Il libro, edito da Editoriale Programma, è stato curato e coordinato editorialmente da Giusi Vianello e Angelo Pastrello. L'intento è restituire il significato più autentico di quanto accaduto. Si vuole offrire una prospettiva che vada oltre la narrazione immediata della catastrofe.

Un'opera corale con oltre 30 contributi

La pubblicazione vanta la partecipazione di più di 30 autori. Questa collaborazione corale arricchisce il volume con diverse sfaccettature e punti di vista. Il testo si sviluppa su 320 pagine. Offre un mosaico di contenuti che spaziano tra diverse forme espressive.

All'interno si trovano interviste esclusive. Ci sono anche testimonianze dirette di chi ha vissuto in prima linea l'emergenza. Soccorritori, medici e amministratori condividono le loro esperienze. Non mancano analisi storiche e sociologiche approfondite. Queste offrono un quadro contestuale della situazione.

Poesie in friulano e materiale iconografico

Una parte significativa del libro è dedicata alla produzione letteraria. Sono incluse 26 poesie in lingua friulana, la marilenghe. Questi componimenti sono stati gentilmente messi a disposizione dall'Università di Udine. Rappresentano una testimonianza della fioritura culturale. Questa è emersa negli anni successivi al sisma, dimostrando la resilienza dello spirito friulano.

L'opera è completata da un ricco apparato iconografico. Le immagini documentano le devastazioni causate dal sisma. Mostrano anche le condizioni di vita nelle tendopoli. Infine, ritraggono i protagonisti che hanno guidato la fase di rinascita. Questo materiale visivo aggiunge un forte impatto emotivo.

Le voci delle istituzioni sulla memoria e il futuro

Il sindaco di Gemona, Roberto Revelant, ha sottolineato l'importanza di questo momento commemorativo. Ha affermato che, a cinquant'anni di distanza, molte persone trovano il coraggio di esprimere un peso emotivo a lungo trattenuto. Ha aggiunto che da quell'esperienza si devono trarre insegnamenti positivi. Questi dovrebbero servire da modello per affrontare le sfide attuali.

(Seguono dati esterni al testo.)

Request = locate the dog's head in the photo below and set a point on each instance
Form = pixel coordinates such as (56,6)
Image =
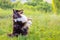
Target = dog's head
(17,13)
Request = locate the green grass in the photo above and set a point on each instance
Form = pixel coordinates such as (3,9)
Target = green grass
(45,26)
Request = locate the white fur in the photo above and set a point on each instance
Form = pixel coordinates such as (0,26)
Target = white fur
(23,18)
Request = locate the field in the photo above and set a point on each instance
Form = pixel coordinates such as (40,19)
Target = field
(45,26)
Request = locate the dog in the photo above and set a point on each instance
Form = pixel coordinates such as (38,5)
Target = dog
(20,23)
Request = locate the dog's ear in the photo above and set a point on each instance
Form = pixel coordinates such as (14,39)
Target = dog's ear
(13,10)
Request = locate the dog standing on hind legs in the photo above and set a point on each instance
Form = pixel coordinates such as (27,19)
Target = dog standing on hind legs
(20,23)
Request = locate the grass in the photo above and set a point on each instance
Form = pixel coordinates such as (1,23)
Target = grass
(46,26)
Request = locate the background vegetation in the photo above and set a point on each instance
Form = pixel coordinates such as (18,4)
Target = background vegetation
(46,24)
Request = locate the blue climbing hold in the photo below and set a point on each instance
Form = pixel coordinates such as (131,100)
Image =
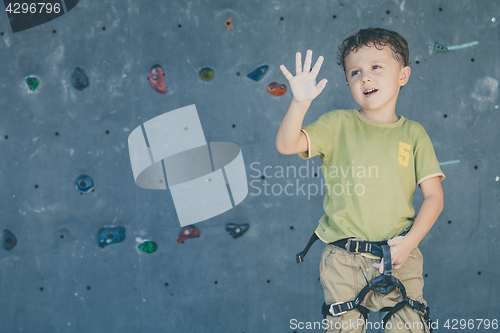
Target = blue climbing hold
(258,74)
(110,235)
(79,80)
(9,240)
(84,184)
(237,230)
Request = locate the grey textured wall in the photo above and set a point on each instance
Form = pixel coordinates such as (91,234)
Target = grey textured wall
(215,283)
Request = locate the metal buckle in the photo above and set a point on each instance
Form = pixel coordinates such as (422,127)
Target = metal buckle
(348,244)
(333,313)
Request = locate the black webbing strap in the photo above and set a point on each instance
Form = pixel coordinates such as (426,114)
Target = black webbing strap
(384,284)
(352,245)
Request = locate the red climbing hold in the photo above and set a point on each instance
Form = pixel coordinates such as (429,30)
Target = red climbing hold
(187,232)
(155,78)
(276,89)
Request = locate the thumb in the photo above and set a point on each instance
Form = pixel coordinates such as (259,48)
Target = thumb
(321,85)
(379,266)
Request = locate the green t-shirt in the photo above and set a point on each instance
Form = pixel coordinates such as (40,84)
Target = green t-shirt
(370,170)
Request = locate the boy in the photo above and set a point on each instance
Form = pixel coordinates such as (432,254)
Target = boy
(371,160)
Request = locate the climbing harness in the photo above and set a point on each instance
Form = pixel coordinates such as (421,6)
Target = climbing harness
(384,283)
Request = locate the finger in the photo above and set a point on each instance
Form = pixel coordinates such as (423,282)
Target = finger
(285,71)
(307,62)
(321,85)
(317,65)
(298,63)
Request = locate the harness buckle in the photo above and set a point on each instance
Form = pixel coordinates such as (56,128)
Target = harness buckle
(332,310)
(349,243)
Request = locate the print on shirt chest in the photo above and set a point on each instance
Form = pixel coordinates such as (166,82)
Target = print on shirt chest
(404,154)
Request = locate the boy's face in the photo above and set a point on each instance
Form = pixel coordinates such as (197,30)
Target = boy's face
(375,78)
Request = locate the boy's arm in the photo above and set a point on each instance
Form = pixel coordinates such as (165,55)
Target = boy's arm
(290,139)
(432,206)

L'assessora regionale alle Finanze, Barbara Zilli, ha evidenziato la capacità unica del Friuli. Ha trasformato il dolore e la disperazione in dignità e ricostruzione. Ha definito un dovere raccontare e tramandare questa storia. Questo serve a infondere fiducia nelle capacità di superamento delle difficoltà future.

Eros Cisilino, presidente dell'Arlef, ha posto l'accento sul ruolo cruciale della lingua friulana. Ha sottolineato come questa abbia concretamente accompagnato il processo di ricostruzione. La lingua è stata un elemento unificante e di identità fondamentale.